Até os anos 2000, o país registrava taxas significativas de desnutrição infantil –à época, um dos principais indicadores para mensurar a fome. Figurávamos no Mapa da Fome da ONU, ao lado de nações com muito menos recursos, e que não se intitulavam "celeiro do mundo". Poucos anos depois, o jogo começou a virar e, em 2014, o Brasil comemorava uma quase erradicação da fome.
Como isso foi possível? A receita é uma só: um sopão de políticas públicas de segurança alimentar e nutricional. A base desse caldo foi a criação de um programa eficaz de transferência de renda, dando à população o poder de adquirir alimentos de forma direta.

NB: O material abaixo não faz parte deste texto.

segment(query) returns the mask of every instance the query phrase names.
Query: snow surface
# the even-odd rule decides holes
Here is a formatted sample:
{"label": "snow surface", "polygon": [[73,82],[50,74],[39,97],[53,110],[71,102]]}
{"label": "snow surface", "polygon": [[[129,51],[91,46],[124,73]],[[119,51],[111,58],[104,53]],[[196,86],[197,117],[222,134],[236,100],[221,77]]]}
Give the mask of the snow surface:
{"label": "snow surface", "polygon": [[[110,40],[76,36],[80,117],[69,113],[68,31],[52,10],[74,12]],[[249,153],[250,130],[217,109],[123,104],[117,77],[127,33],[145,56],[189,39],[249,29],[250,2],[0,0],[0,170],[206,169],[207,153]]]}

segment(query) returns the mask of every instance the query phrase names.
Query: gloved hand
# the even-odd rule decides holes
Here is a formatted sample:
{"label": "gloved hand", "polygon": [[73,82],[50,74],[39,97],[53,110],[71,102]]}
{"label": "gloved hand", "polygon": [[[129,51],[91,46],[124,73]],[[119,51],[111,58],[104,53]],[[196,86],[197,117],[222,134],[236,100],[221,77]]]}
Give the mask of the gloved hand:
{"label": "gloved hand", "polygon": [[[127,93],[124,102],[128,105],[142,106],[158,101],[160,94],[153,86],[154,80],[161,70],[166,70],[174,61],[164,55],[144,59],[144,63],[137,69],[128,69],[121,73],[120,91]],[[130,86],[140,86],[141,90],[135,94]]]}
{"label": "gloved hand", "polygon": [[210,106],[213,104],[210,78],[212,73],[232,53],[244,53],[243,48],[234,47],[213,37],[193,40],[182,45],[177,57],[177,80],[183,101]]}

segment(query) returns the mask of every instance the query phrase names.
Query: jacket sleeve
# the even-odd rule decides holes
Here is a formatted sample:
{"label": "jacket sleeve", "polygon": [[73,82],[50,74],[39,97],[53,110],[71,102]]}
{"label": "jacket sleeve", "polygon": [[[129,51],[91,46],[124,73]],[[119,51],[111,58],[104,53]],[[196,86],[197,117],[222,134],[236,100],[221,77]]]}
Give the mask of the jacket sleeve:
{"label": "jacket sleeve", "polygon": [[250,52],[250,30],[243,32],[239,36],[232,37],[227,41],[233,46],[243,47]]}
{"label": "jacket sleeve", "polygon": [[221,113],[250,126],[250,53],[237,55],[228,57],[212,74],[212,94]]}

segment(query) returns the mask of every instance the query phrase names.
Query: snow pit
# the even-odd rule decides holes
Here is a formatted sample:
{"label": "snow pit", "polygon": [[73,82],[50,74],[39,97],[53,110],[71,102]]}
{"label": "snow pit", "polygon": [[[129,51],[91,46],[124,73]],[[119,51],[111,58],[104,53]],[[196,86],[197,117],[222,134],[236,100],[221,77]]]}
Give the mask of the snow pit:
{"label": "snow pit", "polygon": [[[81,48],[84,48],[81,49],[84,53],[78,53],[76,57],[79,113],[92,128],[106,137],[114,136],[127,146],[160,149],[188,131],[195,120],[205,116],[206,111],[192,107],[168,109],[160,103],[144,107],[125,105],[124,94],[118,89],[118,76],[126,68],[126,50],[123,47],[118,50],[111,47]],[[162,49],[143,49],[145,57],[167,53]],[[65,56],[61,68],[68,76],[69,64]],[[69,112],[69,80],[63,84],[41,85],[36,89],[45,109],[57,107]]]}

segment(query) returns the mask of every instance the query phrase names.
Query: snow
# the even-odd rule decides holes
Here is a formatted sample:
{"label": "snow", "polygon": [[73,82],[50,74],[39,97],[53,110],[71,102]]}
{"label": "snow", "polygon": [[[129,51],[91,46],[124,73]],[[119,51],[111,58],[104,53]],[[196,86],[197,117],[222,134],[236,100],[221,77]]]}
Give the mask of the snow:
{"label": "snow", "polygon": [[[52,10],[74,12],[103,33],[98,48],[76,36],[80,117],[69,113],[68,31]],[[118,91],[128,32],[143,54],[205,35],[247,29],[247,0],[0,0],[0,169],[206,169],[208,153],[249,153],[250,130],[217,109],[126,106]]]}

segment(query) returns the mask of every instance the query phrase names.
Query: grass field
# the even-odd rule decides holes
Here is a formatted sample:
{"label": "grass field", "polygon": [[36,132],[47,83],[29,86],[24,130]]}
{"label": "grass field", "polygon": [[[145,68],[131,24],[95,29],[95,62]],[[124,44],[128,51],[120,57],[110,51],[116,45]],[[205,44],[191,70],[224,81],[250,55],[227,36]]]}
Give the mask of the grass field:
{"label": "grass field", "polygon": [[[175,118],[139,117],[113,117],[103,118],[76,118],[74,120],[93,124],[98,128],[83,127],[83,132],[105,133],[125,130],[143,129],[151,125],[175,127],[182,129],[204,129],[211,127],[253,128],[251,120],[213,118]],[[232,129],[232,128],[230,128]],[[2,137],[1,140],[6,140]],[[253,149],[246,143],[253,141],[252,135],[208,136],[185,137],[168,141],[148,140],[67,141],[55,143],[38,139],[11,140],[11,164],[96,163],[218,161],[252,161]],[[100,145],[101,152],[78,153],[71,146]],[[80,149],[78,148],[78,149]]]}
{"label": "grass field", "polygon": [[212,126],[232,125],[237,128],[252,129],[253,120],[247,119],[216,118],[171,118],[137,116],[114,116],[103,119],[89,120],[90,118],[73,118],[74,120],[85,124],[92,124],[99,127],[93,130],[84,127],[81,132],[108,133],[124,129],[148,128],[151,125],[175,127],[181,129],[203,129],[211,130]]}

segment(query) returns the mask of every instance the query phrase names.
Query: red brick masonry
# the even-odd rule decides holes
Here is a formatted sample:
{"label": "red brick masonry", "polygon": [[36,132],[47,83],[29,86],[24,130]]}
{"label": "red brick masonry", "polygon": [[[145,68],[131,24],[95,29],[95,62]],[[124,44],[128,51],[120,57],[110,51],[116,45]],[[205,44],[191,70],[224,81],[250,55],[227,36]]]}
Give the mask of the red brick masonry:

A essa base foram adicionados outros ingredientes –como os reforços ao Programa Nacional de Alimentação Escolar (e suas pontes com a agricultura familiar) ou a publicação de guias alimentares– para impulsionar a melhora no padrão de consumo alimentar e promover a saúde da população.
Todas essas iniciativas eram orientadas pela ciência, que era o sal dessa sopa –um ingrediente essencial, que dá sentido à receita, mas que raramente conseguimos ver. A nutrição e a epidemiologia nutricional contribuíram em diversas etapas: seus dados possibilitaram fazer um diagnóstico da situação do Brasil, criar e testar diferentes intervenções, escolher soluções, monitorá-las e avaliá-las.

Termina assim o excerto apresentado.